Jorge Ricardo: The four-decade ride to a new world record
CNN/Stylemagazine.com Newswire | 3/26/2018, 10:19 a.m.
By Henry Young & Aly Vance, CNN
(CNN) -- He'd done it before on over 12,000 occasions, but this time was different and suddenly the tears were starting to flow.
Finally, after a race four decades in the making, Brazilian jockey Jorge Ricardo had eclipsed his long-time rival Russell Baze, making the world record for career victories his own.
"It is a dream and a goal fulfilled," Ricardo told CNN Winning Post. "I've wanted the world record for many years. I held it twice -- in 2009 and 2013 -- but due to illness and injury I lost it.
"Well, now I've won it back again. For me it is true happiness and the truth is, I feel very complete."
Ricardo's victory, aboard the aptly-named "Hope Glory" on February 7, was number 12,845 of a remarkable career that has seen him emerge from relative obscurity to claim global headlines.
Along the way he has overcome broken bones and a bout with cancer.
But even through the darkest days, the 56-year-old has never once considered walking away, once commenting "only death" could keep him for realizing his dream.
"It never crossed my mind not to ride again," Ricardo told CNN. "Both when I had the illness and the accident, I always had a positive attitude and I knew that I was going to run again."
A four-decade, cross-continental rivalry
Over 41 years on from his first win, secured at Brazil's Hippodrome de Gavea in the shadow of Christ the Redeemer, Ricardo says he has his fiercest rival to thank for his record breaking achievements.
It has been Baze, a Canadian jockey three years his senior, that has driven the boy from Rio de Janeiro to continue racing long after most would have retired.

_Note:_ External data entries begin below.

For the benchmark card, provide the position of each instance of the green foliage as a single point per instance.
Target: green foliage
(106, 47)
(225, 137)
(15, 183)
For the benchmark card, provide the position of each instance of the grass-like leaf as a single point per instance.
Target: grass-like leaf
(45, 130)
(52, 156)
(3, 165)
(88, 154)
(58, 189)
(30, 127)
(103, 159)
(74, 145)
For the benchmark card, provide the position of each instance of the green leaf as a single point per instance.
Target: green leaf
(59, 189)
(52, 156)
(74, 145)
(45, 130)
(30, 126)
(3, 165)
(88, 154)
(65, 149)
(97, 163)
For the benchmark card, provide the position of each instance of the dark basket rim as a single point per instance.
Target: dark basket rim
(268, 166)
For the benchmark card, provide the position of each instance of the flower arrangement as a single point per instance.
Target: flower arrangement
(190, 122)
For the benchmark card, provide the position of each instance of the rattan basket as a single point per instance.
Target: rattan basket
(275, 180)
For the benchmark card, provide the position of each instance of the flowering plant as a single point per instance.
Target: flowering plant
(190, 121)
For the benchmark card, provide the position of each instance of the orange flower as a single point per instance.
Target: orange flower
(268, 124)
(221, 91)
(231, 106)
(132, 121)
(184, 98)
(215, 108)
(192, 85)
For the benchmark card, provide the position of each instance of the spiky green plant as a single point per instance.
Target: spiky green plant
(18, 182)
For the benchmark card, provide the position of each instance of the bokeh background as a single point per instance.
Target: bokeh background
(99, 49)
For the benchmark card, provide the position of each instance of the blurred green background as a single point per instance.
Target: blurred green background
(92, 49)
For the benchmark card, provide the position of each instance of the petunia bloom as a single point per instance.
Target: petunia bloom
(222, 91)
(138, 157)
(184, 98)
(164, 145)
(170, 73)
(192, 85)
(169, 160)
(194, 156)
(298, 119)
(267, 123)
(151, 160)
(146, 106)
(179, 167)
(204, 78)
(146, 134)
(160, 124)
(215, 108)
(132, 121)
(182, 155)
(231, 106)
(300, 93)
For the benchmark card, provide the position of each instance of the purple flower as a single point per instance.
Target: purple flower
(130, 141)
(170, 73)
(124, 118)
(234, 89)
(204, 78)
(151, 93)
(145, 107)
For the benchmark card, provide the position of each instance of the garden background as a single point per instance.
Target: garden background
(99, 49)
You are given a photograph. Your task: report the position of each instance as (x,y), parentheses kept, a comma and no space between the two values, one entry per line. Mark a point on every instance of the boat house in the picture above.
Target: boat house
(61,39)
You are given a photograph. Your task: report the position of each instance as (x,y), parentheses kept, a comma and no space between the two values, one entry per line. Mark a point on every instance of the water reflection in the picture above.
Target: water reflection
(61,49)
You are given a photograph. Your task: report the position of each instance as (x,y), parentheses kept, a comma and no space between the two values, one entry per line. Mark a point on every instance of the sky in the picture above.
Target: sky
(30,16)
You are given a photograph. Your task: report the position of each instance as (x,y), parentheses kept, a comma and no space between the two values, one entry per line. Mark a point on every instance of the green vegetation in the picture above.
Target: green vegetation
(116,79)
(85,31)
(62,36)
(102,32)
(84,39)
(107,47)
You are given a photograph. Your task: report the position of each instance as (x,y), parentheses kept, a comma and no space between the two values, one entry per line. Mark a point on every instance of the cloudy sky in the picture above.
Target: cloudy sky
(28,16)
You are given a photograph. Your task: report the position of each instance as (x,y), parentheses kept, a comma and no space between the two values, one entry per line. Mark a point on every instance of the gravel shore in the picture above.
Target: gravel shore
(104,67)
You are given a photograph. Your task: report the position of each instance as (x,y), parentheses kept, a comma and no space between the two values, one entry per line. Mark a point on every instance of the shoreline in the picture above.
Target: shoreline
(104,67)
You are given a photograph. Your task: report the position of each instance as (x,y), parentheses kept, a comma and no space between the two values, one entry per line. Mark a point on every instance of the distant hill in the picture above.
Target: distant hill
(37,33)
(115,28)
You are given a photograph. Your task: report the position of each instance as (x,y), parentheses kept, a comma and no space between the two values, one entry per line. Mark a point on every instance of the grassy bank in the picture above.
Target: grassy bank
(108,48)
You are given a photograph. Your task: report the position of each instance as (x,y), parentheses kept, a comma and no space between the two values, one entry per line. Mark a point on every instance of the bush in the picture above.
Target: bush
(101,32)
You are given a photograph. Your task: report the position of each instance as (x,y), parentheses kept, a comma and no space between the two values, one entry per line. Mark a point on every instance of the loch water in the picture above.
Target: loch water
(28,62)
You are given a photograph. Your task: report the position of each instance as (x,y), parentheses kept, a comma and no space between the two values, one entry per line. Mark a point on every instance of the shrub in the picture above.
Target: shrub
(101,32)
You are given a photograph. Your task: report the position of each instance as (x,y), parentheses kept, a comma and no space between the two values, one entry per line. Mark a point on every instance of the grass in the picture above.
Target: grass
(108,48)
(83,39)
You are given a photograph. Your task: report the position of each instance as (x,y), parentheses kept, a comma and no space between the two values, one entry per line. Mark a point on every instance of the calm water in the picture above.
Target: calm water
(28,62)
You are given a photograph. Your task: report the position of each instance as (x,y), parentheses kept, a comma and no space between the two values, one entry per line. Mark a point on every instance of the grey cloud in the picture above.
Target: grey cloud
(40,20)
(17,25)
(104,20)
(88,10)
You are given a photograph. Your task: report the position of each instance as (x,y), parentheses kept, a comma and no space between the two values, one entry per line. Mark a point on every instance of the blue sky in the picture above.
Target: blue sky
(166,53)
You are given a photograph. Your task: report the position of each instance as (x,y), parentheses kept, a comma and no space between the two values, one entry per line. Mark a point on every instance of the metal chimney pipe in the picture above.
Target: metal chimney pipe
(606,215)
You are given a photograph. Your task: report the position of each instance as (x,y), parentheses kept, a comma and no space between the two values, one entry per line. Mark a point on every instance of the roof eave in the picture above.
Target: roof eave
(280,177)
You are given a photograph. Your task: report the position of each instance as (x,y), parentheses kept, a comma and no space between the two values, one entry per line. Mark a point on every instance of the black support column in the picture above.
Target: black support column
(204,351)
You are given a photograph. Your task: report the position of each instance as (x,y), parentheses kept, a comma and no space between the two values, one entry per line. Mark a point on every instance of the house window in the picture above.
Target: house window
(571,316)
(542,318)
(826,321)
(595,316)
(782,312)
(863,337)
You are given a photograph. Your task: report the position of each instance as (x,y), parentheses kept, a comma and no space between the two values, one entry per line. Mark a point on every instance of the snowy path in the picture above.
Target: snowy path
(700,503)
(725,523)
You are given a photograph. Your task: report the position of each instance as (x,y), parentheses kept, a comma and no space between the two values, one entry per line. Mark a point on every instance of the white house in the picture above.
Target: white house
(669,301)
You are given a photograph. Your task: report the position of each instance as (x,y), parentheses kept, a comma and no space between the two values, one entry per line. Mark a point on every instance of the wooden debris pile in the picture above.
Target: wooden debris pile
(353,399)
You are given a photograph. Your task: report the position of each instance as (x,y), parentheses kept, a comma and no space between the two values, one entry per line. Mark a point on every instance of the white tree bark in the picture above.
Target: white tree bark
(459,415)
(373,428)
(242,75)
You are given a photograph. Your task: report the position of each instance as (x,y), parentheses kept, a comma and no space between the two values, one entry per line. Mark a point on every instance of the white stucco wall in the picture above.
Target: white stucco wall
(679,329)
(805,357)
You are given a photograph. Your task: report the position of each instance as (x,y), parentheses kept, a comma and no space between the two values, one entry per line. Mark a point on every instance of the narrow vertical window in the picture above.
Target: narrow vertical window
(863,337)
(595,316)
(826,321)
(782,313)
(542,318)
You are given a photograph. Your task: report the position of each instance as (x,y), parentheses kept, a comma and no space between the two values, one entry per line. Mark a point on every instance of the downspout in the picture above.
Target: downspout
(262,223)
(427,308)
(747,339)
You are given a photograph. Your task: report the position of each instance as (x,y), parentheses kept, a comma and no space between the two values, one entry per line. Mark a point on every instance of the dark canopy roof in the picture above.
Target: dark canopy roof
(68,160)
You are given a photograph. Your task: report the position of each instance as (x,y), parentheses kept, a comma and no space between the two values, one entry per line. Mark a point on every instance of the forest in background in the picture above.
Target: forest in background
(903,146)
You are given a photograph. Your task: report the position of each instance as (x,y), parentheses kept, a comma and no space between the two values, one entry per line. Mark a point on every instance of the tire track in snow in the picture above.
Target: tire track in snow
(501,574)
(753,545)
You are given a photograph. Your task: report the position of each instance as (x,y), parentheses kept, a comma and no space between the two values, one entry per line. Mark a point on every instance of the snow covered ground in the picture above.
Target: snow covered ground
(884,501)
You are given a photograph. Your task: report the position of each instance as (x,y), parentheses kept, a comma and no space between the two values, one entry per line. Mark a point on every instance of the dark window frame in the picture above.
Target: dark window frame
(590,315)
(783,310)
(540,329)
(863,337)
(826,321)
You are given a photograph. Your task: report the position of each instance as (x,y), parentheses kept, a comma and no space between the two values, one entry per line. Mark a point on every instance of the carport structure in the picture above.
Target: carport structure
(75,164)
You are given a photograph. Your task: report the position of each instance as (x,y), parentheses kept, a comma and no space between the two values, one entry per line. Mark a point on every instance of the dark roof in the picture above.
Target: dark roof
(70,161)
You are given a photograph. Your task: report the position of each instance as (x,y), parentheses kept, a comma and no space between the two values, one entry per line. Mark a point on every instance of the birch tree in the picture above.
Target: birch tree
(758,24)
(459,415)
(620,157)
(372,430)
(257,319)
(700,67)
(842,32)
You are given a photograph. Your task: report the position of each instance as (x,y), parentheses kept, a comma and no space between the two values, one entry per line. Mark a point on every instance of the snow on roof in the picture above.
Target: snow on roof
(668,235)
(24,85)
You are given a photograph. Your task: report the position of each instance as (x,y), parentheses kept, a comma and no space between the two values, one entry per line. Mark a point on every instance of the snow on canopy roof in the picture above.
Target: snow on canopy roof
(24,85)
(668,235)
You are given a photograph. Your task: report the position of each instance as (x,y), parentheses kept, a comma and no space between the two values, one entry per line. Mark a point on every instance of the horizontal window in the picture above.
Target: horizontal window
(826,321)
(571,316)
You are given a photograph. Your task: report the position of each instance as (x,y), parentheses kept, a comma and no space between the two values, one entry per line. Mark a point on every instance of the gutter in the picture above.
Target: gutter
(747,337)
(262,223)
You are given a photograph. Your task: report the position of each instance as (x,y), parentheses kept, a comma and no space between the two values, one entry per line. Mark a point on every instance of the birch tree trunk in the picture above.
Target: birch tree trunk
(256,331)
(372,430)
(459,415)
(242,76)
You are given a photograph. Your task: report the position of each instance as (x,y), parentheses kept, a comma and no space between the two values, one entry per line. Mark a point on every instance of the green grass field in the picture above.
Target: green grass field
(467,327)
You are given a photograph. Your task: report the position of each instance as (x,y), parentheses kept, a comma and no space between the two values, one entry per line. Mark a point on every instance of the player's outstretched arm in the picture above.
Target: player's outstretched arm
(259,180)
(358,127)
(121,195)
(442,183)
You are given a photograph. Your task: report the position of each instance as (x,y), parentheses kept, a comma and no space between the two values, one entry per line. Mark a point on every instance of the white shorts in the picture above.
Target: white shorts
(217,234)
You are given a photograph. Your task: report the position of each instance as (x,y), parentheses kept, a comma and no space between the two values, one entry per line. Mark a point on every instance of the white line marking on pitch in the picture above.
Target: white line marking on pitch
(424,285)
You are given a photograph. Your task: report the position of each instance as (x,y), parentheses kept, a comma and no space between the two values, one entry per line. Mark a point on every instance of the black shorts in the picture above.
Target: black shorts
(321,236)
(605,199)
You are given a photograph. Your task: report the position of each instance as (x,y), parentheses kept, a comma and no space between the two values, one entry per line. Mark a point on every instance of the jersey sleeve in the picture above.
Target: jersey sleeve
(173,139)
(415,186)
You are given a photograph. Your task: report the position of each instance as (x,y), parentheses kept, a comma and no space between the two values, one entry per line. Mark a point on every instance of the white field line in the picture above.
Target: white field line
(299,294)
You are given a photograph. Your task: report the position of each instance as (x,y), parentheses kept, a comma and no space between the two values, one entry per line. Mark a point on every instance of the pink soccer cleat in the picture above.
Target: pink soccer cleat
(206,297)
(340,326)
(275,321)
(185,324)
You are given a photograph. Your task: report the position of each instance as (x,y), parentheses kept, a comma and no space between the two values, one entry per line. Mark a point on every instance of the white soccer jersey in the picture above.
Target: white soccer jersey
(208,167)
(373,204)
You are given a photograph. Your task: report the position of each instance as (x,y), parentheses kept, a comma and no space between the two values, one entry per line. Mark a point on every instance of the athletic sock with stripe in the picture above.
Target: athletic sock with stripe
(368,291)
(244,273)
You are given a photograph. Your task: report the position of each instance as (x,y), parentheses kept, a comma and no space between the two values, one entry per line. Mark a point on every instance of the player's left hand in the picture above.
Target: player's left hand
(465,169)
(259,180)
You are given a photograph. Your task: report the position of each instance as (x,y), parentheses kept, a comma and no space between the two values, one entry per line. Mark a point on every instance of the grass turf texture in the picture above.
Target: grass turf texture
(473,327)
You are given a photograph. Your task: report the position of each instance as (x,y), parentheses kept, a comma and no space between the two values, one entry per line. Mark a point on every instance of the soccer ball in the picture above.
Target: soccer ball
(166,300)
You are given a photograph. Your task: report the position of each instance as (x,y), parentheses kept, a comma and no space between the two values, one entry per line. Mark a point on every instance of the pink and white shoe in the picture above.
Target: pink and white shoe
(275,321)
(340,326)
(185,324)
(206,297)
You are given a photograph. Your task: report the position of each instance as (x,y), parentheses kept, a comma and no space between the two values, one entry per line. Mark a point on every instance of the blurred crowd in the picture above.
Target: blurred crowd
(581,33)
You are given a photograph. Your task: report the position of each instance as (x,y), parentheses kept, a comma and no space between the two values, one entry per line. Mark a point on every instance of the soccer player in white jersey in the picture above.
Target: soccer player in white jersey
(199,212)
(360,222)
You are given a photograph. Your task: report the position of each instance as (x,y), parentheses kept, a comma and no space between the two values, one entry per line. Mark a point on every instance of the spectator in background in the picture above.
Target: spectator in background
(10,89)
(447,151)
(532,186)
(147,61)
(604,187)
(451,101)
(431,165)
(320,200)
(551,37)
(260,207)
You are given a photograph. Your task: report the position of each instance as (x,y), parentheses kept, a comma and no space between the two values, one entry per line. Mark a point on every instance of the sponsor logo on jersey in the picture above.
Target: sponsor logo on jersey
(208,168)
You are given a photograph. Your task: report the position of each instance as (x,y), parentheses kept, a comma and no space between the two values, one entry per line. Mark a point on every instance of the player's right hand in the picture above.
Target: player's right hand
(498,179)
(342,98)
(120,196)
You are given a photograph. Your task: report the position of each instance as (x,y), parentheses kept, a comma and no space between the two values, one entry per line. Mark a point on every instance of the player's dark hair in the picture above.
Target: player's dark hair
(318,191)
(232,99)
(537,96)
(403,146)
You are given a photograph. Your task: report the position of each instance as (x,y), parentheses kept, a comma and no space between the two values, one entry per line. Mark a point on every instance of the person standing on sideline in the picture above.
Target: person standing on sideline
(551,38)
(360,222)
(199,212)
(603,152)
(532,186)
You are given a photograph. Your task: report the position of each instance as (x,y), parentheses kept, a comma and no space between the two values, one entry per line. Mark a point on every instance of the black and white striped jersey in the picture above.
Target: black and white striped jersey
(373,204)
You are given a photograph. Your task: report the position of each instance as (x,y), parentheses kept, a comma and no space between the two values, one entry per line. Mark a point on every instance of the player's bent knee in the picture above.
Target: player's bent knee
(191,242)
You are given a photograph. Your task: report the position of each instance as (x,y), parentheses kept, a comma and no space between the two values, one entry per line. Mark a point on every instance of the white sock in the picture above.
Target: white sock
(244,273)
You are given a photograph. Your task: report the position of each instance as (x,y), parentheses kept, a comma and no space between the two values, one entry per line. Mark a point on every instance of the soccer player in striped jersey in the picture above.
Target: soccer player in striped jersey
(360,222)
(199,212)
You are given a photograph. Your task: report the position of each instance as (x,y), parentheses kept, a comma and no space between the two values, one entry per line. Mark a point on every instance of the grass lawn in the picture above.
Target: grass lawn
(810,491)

Baze departed the circuit in 2016 on 12,844 victories, having frequently traded the record with his South American counterpart. No other jockey in the world has even accumulated 10,000, putting their dual-hemisphere contest on a plane of its own.
They've rarely met, still less on the racetrack, but their bond has transcended the miles between them.
"He is the man who inspired me to move forward," Ricardo told reporters having clinched the decisive number. "He is a great person without whom I would not have achieved what I achieved.
"I have respect for an incredible professional who is as much the owner of this record as I am."
South America's richest race
The numbers are staggering. Since starting riding as a 15-year-old apprentice under the tutelage of his father Antonio -- himself a former jockey -- Ricardo has spent nearly 15,000 days in the saddle.
With an estimated 70,000 appearances to his name, he was named Brazil's jockey of the year 26 years in succession, often winning over 400 races in a single season.
Rarely traveling abroad for the sport's most prestigious events, Ricardo has nonetheless won his continent's richest race, the Longines Gran Premio Latinoamericano, a record five times. No other jockey has done so on more than three occasions.